Super Bowl LXV: Mike McCarthy, Green Bay Packers
It might seem counterintuitive to include McCarthy. He has amassed a 174-112-2 record and won a Super Bowl in 18 years as a head coach. But when breaking it down, did he win as much as he should have given the teams and players he had?
This is someone who had Aaron Rodgers in his prime and won only one Super Bowl. Worse, they had several years in which they were prohibitive favorites to win it again, but lost, never making it to another Big Game. The Giants bounced McCarthy on their way to two Super Bowl wins over the Patriots. The second was in 2011 after a Packers 15-1 regular season in which Rodgers won his first MVP.
Green Bay looked to be heading for another Super Bowl in 2014-15 when they blew a 19-7 fourth-quarter lead to the Seahawks allowing Seattle to score 15 points in 44 seconds with touchdowns at 2:09 and 1:25.

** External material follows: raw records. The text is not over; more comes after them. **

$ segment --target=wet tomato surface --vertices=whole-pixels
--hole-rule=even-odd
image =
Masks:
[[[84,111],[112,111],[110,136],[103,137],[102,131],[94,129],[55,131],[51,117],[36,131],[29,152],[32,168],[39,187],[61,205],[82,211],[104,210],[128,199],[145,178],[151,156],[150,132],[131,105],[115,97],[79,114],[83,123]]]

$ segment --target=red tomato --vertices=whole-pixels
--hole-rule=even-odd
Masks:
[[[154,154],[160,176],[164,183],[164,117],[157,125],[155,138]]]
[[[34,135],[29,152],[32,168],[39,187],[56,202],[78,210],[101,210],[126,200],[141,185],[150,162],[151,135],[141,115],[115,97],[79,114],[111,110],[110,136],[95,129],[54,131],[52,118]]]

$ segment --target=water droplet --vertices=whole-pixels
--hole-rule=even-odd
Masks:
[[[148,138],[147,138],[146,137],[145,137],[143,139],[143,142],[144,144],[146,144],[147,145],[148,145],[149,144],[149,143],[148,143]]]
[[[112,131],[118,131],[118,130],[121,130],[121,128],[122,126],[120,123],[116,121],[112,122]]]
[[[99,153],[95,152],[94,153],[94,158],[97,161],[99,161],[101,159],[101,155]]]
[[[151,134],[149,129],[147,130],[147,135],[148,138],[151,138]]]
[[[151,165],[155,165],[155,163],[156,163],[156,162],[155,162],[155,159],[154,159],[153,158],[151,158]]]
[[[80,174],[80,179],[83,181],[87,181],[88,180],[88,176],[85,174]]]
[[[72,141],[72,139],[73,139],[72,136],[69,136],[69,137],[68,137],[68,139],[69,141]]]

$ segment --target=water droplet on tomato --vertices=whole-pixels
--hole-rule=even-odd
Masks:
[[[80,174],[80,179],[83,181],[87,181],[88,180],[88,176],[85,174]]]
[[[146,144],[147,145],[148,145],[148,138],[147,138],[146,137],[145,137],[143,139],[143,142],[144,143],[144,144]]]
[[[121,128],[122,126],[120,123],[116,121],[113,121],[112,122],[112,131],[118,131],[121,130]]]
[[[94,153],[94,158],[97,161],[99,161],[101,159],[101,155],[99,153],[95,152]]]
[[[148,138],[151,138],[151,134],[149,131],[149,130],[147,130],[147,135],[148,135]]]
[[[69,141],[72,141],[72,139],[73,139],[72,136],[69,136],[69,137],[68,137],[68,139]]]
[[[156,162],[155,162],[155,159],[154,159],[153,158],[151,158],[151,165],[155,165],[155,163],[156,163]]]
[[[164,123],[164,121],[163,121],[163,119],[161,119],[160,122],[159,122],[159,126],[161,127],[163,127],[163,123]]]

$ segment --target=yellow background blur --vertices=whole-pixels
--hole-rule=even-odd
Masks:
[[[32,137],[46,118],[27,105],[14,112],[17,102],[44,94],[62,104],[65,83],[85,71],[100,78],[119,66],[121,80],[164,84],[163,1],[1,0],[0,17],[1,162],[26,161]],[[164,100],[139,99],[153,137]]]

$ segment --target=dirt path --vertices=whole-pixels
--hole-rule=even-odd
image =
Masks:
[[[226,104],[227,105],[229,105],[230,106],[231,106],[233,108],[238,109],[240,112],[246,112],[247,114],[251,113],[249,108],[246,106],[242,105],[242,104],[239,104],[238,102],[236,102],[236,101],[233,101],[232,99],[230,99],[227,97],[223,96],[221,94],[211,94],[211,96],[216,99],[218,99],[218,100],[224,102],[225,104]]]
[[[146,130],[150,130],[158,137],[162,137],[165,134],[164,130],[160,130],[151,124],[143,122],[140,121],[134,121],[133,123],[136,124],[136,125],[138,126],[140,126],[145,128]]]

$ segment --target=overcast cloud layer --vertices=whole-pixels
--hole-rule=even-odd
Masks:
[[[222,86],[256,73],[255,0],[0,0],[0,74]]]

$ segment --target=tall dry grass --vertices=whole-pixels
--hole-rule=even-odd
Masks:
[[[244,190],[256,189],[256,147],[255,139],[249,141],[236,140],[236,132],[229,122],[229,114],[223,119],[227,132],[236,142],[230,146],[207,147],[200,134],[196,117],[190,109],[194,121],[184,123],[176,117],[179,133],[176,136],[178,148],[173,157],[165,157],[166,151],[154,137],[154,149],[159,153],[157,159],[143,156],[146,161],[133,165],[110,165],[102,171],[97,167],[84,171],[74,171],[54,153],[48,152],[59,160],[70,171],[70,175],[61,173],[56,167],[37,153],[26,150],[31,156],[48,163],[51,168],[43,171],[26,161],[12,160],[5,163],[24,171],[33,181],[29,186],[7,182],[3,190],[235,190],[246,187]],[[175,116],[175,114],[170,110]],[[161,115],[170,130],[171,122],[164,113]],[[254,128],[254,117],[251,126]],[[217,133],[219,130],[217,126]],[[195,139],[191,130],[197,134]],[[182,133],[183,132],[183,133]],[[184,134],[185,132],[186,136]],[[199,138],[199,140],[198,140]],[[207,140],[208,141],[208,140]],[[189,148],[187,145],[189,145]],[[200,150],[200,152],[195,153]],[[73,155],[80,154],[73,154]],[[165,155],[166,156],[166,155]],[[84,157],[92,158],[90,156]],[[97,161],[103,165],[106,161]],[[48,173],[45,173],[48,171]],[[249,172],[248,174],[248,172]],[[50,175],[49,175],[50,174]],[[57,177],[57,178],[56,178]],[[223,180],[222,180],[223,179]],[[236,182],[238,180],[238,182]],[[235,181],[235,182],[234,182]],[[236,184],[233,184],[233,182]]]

When the Packers hired McCarthy away from San Francisco, his boss at the time with the 49ers, Mike Nolan, was befuddled. They were 4-12 and had the worst offense in the league. His teams always fall short and that continued into his second job in Dallas from which he was recently removed.
Super Bowl LII: Doug Pederson, Philadelphia Eagles
Like McCarthy, Pederson was also recently removed from his second head coaching job in Jacksonville. The Eagles fired him three years after the Super Bowl win. Pederson managed to win a title with his backup quarterback, Nick Foles, but he beat Bill Belichick to do it.
Objectively, Pederson has been a mediocre head coach and his teams tend to collapse by the end of his tenure. It happened in Philly and Jacksonville. He had one big year as a head coach going 13-3 in 2017 and winning the Super Bowl. Apart from that, it was a series of 9-win years and a few 4-win seasons that got him axed.
How Do You Rate the Remaining Head Coaches?
Currently, the oddsmakers have the Eagles as the favorites (+185) to win the Super Bowl, which would immortalize their polarizing head coach Nick Sirianni. Next are the Chiefs at +210 under Andy Reid — in the argument as the best coach ever. The Bills are at +240 under Sean McDermott. And the Commanders are +725 with first-year head coach Dan Quinn.
So how do you rate head coaches and their contributions? As Super Bowl LIX approaches, they are under scrutiny with history in the balance for all four.